2. For each sampled individual, assignment of inhalation rate based on representative distributions of inhalation rates for the specific age-gender combination and the inhalation and aggregate potential intakes.

3. Normalizing these estimates through a reference inhalation rate (e.g., average inhalation rate for the population subgroup) and reference concentration.

These estimates provide distributions of EI estimates at the resolution of the study area (segments or counties).

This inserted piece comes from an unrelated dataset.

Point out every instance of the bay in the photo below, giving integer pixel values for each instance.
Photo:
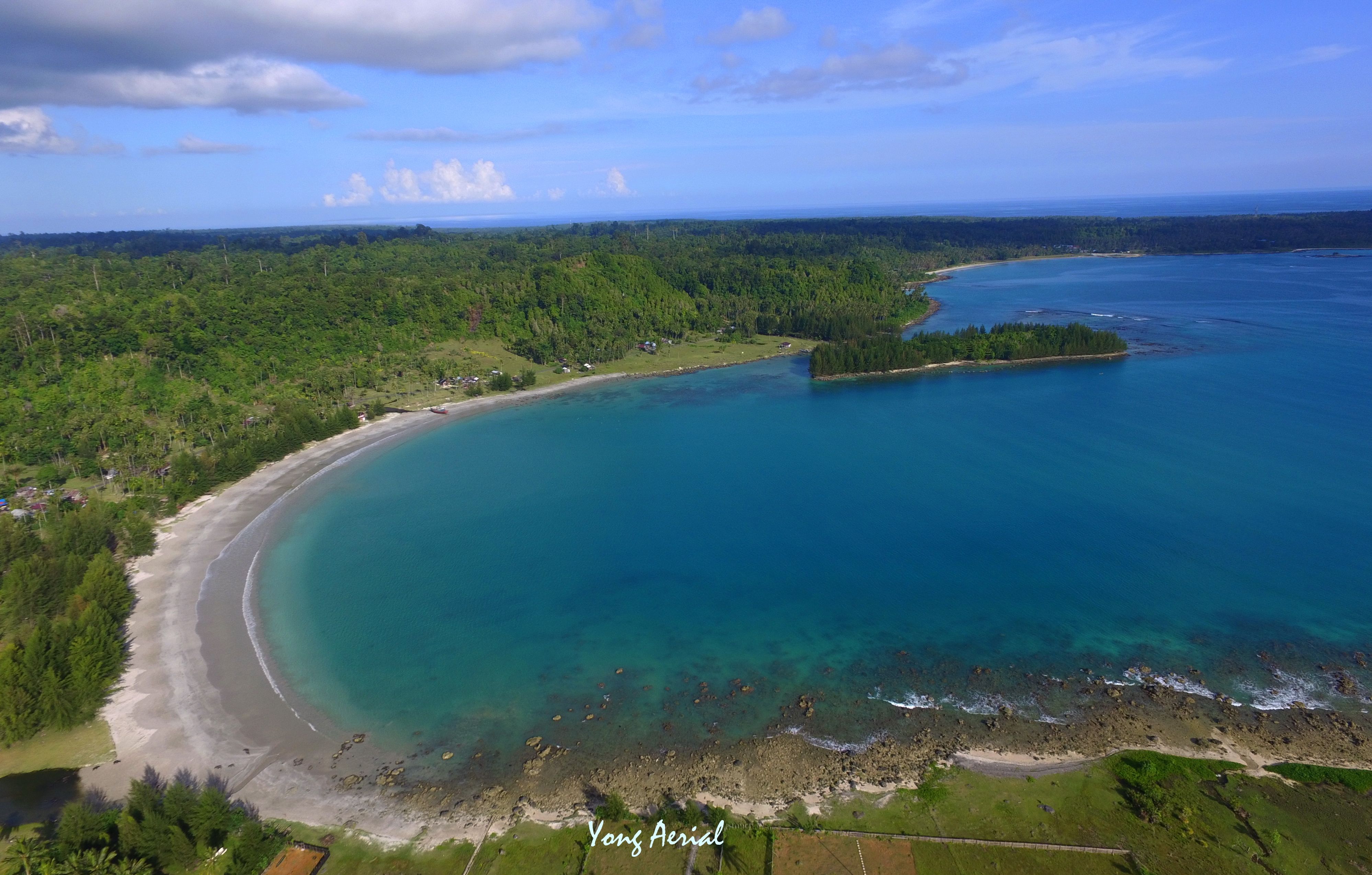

Calculated estimates of county-level inhalation EI ranges are shown as box plots in Fig. 9 for each of the 40 “active” NCS counties. The box plots illustrate the presence of gradients in the EI within each county. The edges of the box plots in the graphs show the 25th (q1) and 75th (q3) percentiles. The whiskers are 1.5 times the interquartile range (q3 − q1) corresponding to approximately +/− 2.7σ and 99.3% coverage when the data are normally distributed. The whisker is extended to the most extreme data point that is not an outlier; outliers are plotted as plus signs (assuming a normal distribution). The results show the range and variability of EI values across current NCS counties: the two counties with the highest means and ranges of estimated EI values are Queens, NY, and Los Angeles, CA.

Fig. 9.

Estimates of “county-level” ambient inhalation exposure index formulated in relation to birth outcomes (such as preterm birth and low birth weight) for the 40 active NCS locations.

4. DISCUSSION AND CONCLUSIONS

Characterization of maternal, prenatal, and early childhood exposures to environmental pollutants across all routes and pathways, including diet and consumer product usage, are important components of the NCS. Collecting data on many environmental variables for the assessments will, of necessity, require a combination of measurements taken in the home and possibly the neighborhood of participants, and of measurements taken routinely by a variety of agencies and organizations. The 40 “active” NCS counties were the subject of this study-wide application of the TiER framework: the results suggest that these NCS counties are generally representative of the nation for the variables studied, and that there are many associations of exposure factors, not only environmental, but also—and often primarily— socioeconomic and behavioral, that should be explored in the future in relation to the health end-points considered.

Development of risk-relevant EIs for the inhalation exposure route was proven feasible with extant data at the national level for each NCS county, but presents various challenges. For example, data can be very heterogeneous (in quality, technical specifications, etc.) and data variability can be significant within a demographic unit or with regard to seasonal, weekly, or diurnal patterns. However, at least at the county level, such data are sufficient to support “lower-tier” characterization and rankings of exposures across the NCS.

Ongoing work is focusing on the systematic study of the relationships between predicted EIs that were estimated for diverse locations and the relevant health outcomes for these locations.

Other ongoing and planned environmental health modeling applications of the TiER framework also consider explicitly exposures at the individual level, using specific home and personal data. These applications incorporate “reverse modeling”⁽¹⁹⁾ to take advantage of biomonitoring data, “personalized” behavioral and activity information, and individual-specific microenvironmental dynamics. TiER, in conjunction with EXIS, offers a systematic approach for addressing the challenges associated with this effort by allowing integration of diverse-relevant information (from genetic to physiological to behavioral, etc.) for performing individual-and population-based modeling in a manner that takes explicitly into account intra- and inter-individual variability.